Stetsom EX3000EQ not powering up

Maybe this question can be answered. What is the potential danger in using this amplifier in this condition? It plays clear audio on the test bench. The PS FETs gate voltages are the same as the working amp and the outputs have the correct voltages on each leg considering the lower than normal rail voltage. Is the worst that would happen is that rms output would be reduced, or is it possible that something could blow up? I guess that would be one way to find the faulty item...
 
Hoping that as I provide more information, someone can chime in with some suggestions...

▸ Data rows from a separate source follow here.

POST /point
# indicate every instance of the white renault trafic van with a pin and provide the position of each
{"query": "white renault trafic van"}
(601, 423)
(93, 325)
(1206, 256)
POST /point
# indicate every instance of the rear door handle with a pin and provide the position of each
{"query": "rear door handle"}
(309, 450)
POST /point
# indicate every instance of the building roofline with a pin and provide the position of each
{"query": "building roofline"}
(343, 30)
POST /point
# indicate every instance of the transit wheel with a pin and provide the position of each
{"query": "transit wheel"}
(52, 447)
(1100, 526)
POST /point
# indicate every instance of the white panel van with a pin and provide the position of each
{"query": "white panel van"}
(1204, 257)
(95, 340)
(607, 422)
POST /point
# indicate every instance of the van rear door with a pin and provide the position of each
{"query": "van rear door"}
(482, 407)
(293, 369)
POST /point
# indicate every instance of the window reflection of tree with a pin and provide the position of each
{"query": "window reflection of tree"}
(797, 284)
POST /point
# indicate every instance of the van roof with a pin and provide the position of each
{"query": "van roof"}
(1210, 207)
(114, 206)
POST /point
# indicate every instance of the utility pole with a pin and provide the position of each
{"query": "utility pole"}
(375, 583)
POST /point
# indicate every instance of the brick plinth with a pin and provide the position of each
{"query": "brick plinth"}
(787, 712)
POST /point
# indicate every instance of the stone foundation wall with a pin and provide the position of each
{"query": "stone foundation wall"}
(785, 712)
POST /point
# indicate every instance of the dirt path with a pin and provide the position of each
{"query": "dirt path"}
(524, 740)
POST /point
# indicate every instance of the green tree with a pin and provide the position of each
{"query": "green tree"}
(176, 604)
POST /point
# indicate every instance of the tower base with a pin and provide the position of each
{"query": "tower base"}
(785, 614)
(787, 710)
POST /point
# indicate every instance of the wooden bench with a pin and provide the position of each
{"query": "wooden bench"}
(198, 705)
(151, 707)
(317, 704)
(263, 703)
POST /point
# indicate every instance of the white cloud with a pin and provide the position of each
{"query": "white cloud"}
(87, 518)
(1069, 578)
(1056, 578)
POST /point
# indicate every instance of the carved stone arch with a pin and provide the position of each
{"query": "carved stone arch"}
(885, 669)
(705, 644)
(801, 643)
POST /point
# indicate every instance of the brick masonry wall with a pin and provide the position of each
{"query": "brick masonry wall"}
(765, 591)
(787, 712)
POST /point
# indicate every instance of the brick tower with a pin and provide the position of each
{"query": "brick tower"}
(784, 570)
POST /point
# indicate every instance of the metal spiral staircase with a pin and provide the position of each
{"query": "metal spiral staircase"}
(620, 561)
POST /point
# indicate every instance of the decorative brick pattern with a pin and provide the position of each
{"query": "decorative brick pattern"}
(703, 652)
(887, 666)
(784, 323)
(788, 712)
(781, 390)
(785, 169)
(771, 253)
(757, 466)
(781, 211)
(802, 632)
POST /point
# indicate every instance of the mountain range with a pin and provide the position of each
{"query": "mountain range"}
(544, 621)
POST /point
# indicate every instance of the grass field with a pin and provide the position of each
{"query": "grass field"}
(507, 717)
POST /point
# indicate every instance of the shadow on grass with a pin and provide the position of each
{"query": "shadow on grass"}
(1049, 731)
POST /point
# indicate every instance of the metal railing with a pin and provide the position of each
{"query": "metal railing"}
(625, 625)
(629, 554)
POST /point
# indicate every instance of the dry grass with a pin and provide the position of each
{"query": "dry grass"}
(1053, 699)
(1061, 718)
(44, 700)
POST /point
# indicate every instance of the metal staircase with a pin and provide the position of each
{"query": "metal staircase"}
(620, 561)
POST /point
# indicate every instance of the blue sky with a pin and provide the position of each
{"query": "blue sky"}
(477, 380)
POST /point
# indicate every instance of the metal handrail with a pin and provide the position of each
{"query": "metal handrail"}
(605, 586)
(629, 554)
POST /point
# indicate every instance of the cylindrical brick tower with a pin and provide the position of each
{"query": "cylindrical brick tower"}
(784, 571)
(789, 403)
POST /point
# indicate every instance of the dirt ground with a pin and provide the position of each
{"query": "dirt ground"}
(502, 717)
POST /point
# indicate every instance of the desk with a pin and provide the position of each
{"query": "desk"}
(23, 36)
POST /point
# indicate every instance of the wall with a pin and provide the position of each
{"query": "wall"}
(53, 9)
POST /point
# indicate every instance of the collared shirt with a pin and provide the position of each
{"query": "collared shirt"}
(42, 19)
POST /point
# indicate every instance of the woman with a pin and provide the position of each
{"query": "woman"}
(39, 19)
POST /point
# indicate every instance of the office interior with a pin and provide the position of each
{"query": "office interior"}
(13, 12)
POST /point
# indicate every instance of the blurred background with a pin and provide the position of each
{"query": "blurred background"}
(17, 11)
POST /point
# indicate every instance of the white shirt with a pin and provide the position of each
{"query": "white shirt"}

The amp works fine. I tested it in a vehicle and it put out clean bass all the way up to the point where the clip light started to blink lightly, and I didn't go any higher than that. There doesn't seem to be any defective components in the amp but it definitely doesn't have the level of power it had prior to this repair. With the vehicle running and B+ terminal voltage at 14.1v, the rail voltage was +104v. At the most extreme bass notes, the rail voltage dropped all the way down to +79v, but no lower than that. I remember when I first got this amp the rail voltage was somewhere around +130-140 something running on my power supply which puts out 13.8v. The 2ohm Stetsoms I have idle at around +135v running on the same power supply.

I attached pics of the drive signal of both amps. powered both amps up side by side and checked the drive signal at the PS FET gates of both amps and they are almost identical, so I assume the drive signal can be ruled out. I also resoldered the connections of the transformer windings where they enter the board, in case that had anything to do with it. All the heatsink mounted components read identical in both amps.

I do not understand amplifier design enough to know positively what to change/adjust but I think that there must be some capacitor/resistor/diode that is out of tolerance and not providing the correct value to a circuit or IC however I haven't come across that component yet. I also don't know what is responsible for control of the rail voltage. I am just taking shots in the dark here...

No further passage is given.